Birincisi, önce olup biteni tam kavrayamadım. İkincisi ise az buçuk anladıktan sonra bile öyle “zıt çelişki” (!) falan keşfetmedim. Karşılıklı suçlamaları da yersiz buldum.
Ancak, başta battı, batıyor diye düğün bayram eden ulusalcı avene olmak üzere hemen herkes bizim gazetedeki buhrana öyle bir odaklandı ki, bir iki lâf söylemek artık farz oldu.
Artı, böyle bir ilgi TARAF’ın demokratik süreçteki hayatiyetini tekrar ortaya koydu.
***
BU sütundaki ilk yazımı 1 Haziran 2012 günü şu paragrafla bitirmiştim:
“... (ortak misyon duygusallığı paylaşıyoruz diye) gerek gazete bünyesinde, gerek harici mekânda tek sesli bir koroya dâhil olduğum ve olacağım sanılmasın. Asla!
Akıl çağına ulaşmamız ve totalitarizm ve otoritarizmle köprüleri atma sancılarımız bizlere birey olmayı da öğretti. (...) Artık hiçbirimiz tekrar kolektif kalıplara sığmayız.

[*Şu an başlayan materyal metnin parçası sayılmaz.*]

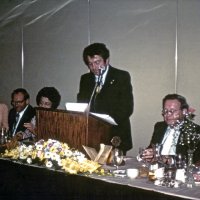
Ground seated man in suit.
[142,94,200,163]
[77,43,133,154]
[8,88,36,140]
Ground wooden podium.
[36,108,112,150]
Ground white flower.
[26,157,32,164]
[50,153,60,160]
[44,151,51,158]
[36,144,43,151]
[65,149,72,157]
[45,160,53,168]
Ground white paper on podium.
[65,102,117,125]
[90,112,117,125]
[65,102,88,112]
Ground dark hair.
[11,88,30,100]
[83,43,110,65]
[162,94,189,110]
[36,87,61,109]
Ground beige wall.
[0,0,200,155]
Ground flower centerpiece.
[180,108,200,151]
[1,139,104,174]
[180,108,200,188]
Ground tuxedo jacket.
[149,121,200,163]
[77,66,134,152]
[0,103,8,129]
[8,105,36,133]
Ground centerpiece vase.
[186,149,195,188]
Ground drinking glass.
[113,148,124,170]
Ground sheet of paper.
[90,112,117,125]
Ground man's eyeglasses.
[162,109,180,116]
[11,99,25,105]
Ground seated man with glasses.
[8,88,36,139]
[142,94,200,166]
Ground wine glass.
[113,148,124,170]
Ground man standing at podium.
[77,43,134,154]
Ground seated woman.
[0,103,8,131]
[17,87,61,140]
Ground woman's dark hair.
[36,87,61,109]
[11,88,30,100]
[162,94,189,110]
[83,43,110,65]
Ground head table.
[0,157,200,200]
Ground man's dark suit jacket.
[149,121,200,163]
[77,66,133,152]
[8,105,36,136]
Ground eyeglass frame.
[11,99,26,105]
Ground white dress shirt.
[161,124,180,155]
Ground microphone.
[97,66,106,85]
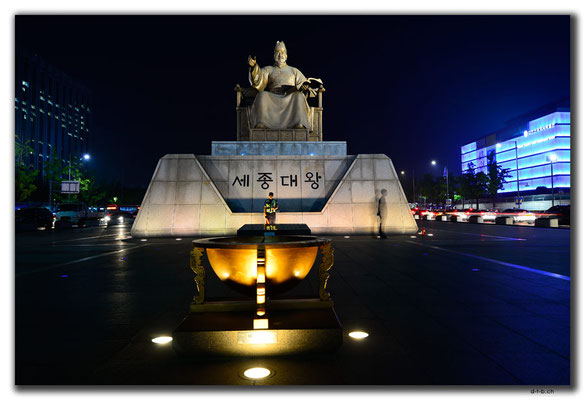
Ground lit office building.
[461,102,571,195]
[14,46,91,176]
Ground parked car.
[106,211,134,225]
[453,208,479,221]
[479,209,499,221]
[55,203,89,225]
[499,208,536,224]
[545,206,571,225]
[15,207,54,230]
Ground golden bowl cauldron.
[193,235,331,294]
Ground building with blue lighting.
[461,99,571,196]
[14,45,91,176]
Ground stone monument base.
[131,152,418,238]
[173,299,343,357]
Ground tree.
[459,162,489,208]
[14,135,39,201]
[487,151,510,208]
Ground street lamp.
[431,160,449,208]
[400,169,416,204]
[546,153,557,207]
[496,141,520,207]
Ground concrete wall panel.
[132,152,417,237]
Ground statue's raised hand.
[248,56,256,67]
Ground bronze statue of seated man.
[248,42,323,130]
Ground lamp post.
[400,169,416,204]
[67,153,91,201]
[431,160,449,208]
[546,153,557,207]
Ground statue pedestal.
[173,299,343,356]
[238,224,311,236]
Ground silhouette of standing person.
[264,192,278,225]
[376,189,388,239]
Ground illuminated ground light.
[348,331,370,340]
[244,367,272,380]
[152,336,173,344]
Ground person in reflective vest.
[264,192,278,225]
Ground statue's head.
[274,42,288,67]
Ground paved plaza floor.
[15,222,571,385]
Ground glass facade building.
[461,108,571,194]
[14,46,91,176]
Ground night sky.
[15,15,570,187]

Kaldı ki adı şimdiden demokrasi tarihine yazılmış olan TARAF, tabii ki asgari paydalar hariç, aynı olaylara ayrı yaklaşımlar forumu sunduğunu da çoktan ispatladı” (...)
***
İMDİİ, siftahı böyle yapmış birisi olarak Ahmet Altan ve Yasemin Çongar ayrılınca ne kadar hüzünlendiysem, tabii ki Oral Çalışlar ayrıldığında da o ölçüde hüzünlendim.
Oral ve onunla birlikte istifa edenlere dâhil olan Halil Berktay ve Alper Görmüş zaten kırk küsur senelik arkadaşım. Üç aşağı beş yukarı aynı kültürü ve hedefi paylaşıyoruz.
Ama genel yayın yönetmenliğine getirilen Neşe Düzel de bir otuz yıllık arkadaşım!
Neşe’yle de yine aynı oranda, yine aynı hedefi paylaşıyorum.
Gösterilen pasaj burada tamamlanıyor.